Adıyaman'ın sembol kulesindeki saatler hep 04.17'yi gösterecek

"Asrın felaketi" olarak nitelendirilen Kahramanmaraş merkezli depremlerin etkilediği Adıyaman'da kentin simgesi olan saat kulesindeki saatler, depremden sonra durduğu "04.17"yi gösterecek.

Adıyaman'ın sembol kulesindeki saatler hep 04.17'yi gösterecek
TT

Adıyaman'ın sembol kulesindeki saatler hep 04.17'yi gösterecek

Adıyaman'ın sembol kulesindeki saatler hep 04.17'yi gösterecek

Kentte yaklaşık 45 yıl önce inşa edilen ve üzerinde Kahta ilçesindeki tarihi Karakuş Tümülüsü'nün simgesi olan kuşun yer aldığı saat kulesindeki saatler, Kahramanmaraş merkezli ilk depremin yaşandığı 6 Şubat günü saat 04.17'de durdu.

Adıyaman Belediyesi de kamuoyunda yaptıkları araştırmalar sonunda şehrin simgesi saatlerin yeniden çalıştırılmamasına ve 04.17'de kalmasına karar verdi.

Adıyaman Belediye Başkanı Süleyman Kılınç, AA muhabirine, saat kulesinin yaklaşık 45 yıl önce inşa edildiğini söyledi.
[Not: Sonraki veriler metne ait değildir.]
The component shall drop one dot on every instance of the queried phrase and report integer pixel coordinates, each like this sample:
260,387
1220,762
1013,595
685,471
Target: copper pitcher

Kuledeki saatler, afetin yaşandığı an olan 04.17'de durdu

Deprem sırasında saatlerin de durduğunu hatırlatan Kılınç, şöyle konuştu:

"45 yıl önce belediyemizce yaptırılan bir saat. Kuledeki saatler deprem olduğu sırada yani 04.17'de durdu. Kamuoyuyla ve sivil toplum kuruluşlarıyla yaptığımız görüşmelerde saatlerin böyle kalması konusunda karar kıldık. Depremin esas simgelerinden birisi olacak. Bunu koruyacağız oranın peyzajını, ışıklandırmasını, boyasını yapacağız. Hepimize geçmiş olsun, yaralılarımıza şifalar diliyorum, vefat edenlere de Cenabı Allah'tan rahmet diliyorum."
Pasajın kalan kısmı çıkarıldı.